A buddy of mine forwarded me this picture of a golfer in mid swing, and all of the swing thoughts that has been known to pass through their coconut while they’re trying to put their best swing on the ball. The drawing is called “1.5 Seconds of Thought.” (Click on the picture to enlarge.)
Wow! That’s a lot of stuff going on… in 1.5 seconds… and just in the head alone!
I’m not one for comparing what goes into a golf swing and that of a baseball swing. While there are similarities, there are major differences. One of those being the fact that a golf swing is addressing a ball that sits still, while a baseball swing (even while you’re in the middle of a volcanic hot streak where the ball looks like it’s sitting on a tee) attacks a ball that moves in at least one direction.
But, I’ve come across more than my fair share of hitters with just as many “Swing Thoughts,” as this particular illustration… and maybe more.
These swings thoughts are the death of a great swing, an at bat, and if you let it go on for too long, a season, or even career.
I once asked a player who was in a slump at the time, what was going through his head when in stepped into the batter’s box. Like the picture above, he listed a plethora of swing thoughts.
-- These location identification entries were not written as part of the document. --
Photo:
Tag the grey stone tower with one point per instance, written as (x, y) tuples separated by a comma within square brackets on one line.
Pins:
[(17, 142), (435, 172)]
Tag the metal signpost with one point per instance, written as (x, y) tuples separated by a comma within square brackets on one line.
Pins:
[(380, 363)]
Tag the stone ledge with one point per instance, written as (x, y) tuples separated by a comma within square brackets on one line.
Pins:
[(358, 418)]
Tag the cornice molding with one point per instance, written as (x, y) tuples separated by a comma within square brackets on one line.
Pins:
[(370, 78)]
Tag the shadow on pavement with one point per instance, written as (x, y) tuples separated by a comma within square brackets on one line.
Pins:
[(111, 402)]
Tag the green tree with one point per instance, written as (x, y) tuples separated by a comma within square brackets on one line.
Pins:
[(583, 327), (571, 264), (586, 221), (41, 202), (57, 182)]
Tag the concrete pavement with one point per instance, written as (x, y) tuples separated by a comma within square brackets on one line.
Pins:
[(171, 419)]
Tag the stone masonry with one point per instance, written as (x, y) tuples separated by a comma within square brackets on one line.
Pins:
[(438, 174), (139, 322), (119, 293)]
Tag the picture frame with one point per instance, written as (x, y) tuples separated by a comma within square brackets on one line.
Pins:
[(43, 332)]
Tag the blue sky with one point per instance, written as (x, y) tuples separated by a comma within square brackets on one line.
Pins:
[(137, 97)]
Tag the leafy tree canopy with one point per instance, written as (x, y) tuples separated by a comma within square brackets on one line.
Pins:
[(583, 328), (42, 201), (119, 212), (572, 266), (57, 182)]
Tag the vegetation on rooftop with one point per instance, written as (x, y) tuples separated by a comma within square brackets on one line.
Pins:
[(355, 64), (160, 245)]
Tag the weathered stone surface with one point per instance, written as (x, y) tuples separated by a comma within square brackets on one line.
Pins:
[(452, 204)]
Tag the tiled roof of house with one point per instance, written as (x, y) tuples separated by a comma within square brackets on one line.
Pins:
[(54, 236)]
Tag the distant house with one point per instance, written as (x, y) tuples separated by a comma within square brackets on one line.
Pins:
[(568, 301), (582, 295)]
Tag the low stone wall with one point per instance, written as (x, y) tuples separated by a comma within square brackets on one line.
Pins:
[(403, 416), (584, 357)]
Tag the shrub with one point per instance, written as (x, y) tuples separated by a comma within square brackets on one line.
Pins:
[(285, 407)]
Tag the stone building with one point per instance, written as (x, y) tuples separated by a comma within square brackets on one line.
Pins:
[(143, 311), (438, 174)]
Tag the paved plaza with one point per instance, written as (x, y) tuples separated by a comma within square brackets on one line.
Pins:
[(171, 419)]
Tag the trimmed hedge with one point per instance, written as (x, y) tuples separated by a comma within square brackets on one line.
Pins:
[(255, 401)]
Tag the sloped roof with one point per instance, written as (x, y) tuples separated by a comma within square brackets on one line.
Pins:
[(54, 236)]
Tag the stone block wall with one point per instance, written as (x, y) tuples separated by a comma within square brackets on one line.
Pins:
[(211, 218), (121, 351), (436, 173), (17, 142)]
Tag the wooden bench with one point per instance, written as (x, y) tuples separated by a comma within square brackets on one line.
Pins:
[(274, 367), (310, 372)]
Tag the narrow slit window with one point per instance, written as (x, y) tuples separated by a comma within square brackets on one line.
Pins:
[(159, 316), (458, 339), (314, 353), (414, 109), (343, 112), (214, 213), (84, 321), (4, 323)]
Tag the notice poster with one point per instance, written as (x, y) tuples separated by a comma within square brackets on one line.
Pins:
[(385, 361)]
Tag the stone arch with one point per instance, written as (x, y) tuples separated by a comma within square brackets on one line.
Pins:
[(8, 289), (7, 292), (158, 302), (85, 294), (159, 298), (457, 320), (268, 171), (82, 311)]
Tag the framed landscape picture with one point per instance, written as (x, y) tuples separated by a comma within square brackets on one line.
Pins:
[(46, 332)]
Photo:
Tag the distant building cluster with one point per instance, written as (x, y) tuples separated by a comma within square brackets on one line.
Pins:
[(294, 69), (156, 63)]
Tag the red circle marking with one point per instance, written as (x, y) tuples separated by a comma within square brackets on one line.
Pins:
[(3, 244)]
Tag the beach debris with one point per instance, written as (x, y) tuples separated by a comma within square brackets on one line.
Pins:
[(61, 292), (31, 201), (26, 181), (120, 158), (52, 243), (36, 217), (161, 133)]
I then asked him to think back to his most recent hot streak, and asked what went through his head then. He thought about it for a minute, and said, “I really don’t know. Nothing actually.”
Whether you like it or not, when you step up to home plate, your swing is what it is. Sure, there will be times when it feels a little too long, or even very quick. There might be times when your reaction to pitches (or lack thereof) will cause your swing to suffer. But for the most part, your swing is exactly what you’ve trained it to become. (Note: Training happens in the off season, where you have the time to develop a consistent swing… not during the season. That time is maintenance mode.)
So why waste time with thoughts that ultimately get in the way of the swing you’ve developed?
Let’s forget the fact that there just isn’t enough time to finish a complete thought, much less several swing thoughts in the time a baseball leaves the pitcher’s hand and enters the hitting zone.
None of these thoughts will change the swing you’ve programmed your body to execute… especially in the heat of an At Bat.
If you want to have swing thoughts, save them for the tee, the cage, or even visualization exercises. But don’t bring that stuff up to home plate for an actual AB.
Sure, you need to be aware of the game’s situation. It’s important to understand the game plan you hope to accomplish. But once you step in the box, it’s all about reacting to the pitch (hopefully the one you’re looking for) with the swing you’ve developed. Because at the end of the day, your best swings are the ones where you as Yogi Berra put it, “leave you brain on the bench.”